Mary McCaslin – „Prairie In The Sky“ (Philo 1975)

In unserer aktuellen Ausgabe - und in Auszügen auf dieser Website - finden Sie wieder eine Auswahl von Alben, die sträflich übergangen werden, wenn es um die Kanonisierung von Back-Katalogen geht.

Mary McCaslin
Mary McCaslin – „Prairie In The Sky“

Die dritte Auswahl von Alben, die sträflich übergangen werden, wenn es um die Kanonisierung von Back-Katalogen geht, finden Sie in unserer aktuellen Ausgabe. Platten, die für gewöhnlich nicht von den Radarfallen der Kritiker entdeckt wurden und es doch allemal wert sind, gewürdigt zu werden. Und zwar von Wolfgang Doebeling. Wir stellen in den nächsten Tagen in loser Folge einige dieser vergessenen Meisterwerke vor.

Mary McCaslin – „Prairie In The Sky“ (Philo 1975)

Zwei glückliche Umstände waren es, die aus Mary McCaslin, zuvor mädchenhafte Interpretin manierlicher Beatles– und Supremes-Hits, eine unverwechselbare Künstlerin machten.

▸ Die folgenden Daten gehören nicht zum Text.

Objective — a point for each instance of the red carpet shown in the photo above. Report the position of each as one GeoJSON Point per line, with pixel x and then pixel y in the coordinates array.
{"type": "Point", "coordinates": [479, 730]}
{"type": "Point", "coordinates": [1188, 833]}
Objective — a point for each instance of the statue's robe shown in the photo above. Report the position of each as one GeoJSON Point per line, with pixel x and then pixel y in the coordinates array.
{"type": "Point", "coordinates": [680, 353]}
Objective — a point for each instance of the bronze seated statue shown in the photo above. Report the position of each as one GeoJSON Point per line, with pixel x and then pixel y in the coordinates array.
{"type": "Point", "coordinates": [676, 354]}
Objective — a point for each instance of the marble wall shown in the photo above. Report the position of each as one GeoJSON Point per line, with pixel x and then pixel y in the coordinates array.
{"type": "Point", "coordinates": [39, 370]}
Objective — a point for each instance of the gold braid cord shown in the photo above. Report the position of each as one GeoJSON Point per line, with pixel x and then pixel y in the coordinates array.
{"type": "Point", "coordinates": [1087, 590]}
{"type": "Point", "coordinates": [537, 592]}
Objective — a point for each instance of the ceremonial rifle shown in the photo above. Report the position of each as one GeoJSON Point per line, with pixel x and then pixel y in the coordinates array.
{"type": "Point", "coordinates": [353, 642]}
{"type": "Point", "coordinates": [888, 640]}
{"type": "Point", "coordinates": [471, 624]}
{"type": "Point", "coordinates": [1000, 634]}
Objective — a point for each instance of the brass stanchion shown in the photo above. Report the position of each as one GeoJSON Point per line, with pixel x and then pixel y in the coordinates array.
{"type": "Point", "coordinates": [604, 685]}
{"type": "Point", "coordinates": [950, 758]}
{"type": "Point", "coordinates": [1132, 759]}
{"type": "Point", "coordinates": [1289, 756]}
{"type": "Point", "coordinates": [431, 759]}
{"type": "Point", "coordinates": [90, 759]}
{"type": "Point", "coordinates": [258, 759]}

Zuerst traf sie bei einem Folk-Festival Jim Ringer, dessen Storyteller-Realismus sie ebenso beeindruckte wie seine Virilität. Gemeinsam gingen sie fortan durchs Leben, Songs schreibend und performierend. Zum Zweiten begab es sich, dass in Vermont ein Label gegründet wurde, dessen Credo nur für selbstverständlich hält, wer das Musikgeschäft nicht kennt: „Philo encourages the artist to assume full creative control of his or her album.“ So steht es nicht nur auf den Philo-LPs, dieser Selbstverpflichtung kam das Label nach.

McCaslin und Ringer nutzten den Freiraum für Song-Zyklen über den Freiheitsgedanken der Pioniere, über historische Begebenheiten und fiktive Figuren. „Way Out West“ hieß Marys Philo-Debüt, noch akustisch-folky, indes von derselben Sorte verwegener Songs bevölkert, die auch das nachfolgende, musikalisch ausgereiftere und per Pedal-Steel countryfizierte „Prairie In The Sky“ zu einem solchen Vergnügen machen. Patsy Montana und die Girls Of The Golden West mögen einst vorausgeritten sein, doch Mary McCaslin erhebt das Western-Storytelling zur Kunst. „Ballad Of Weaverville“, die wundervoll wärmend gesungene Geschichte eines Gamblers, der eine Goldgräberstadt ausnimmt und dabei auch die Erzählerin gewinnt, weil diese dem geliebten Falschspieler ein As zusteckt, ist dafür der schönste Beleg. „Ghostriders In The Sky“, die Mahnung aus dem Jenseits, wird dramatisiert, „My Love“, Marty Robbins’ Ode an die unberührte Natur, besticht durch wortkarge Schlichtheit, high and lonesome.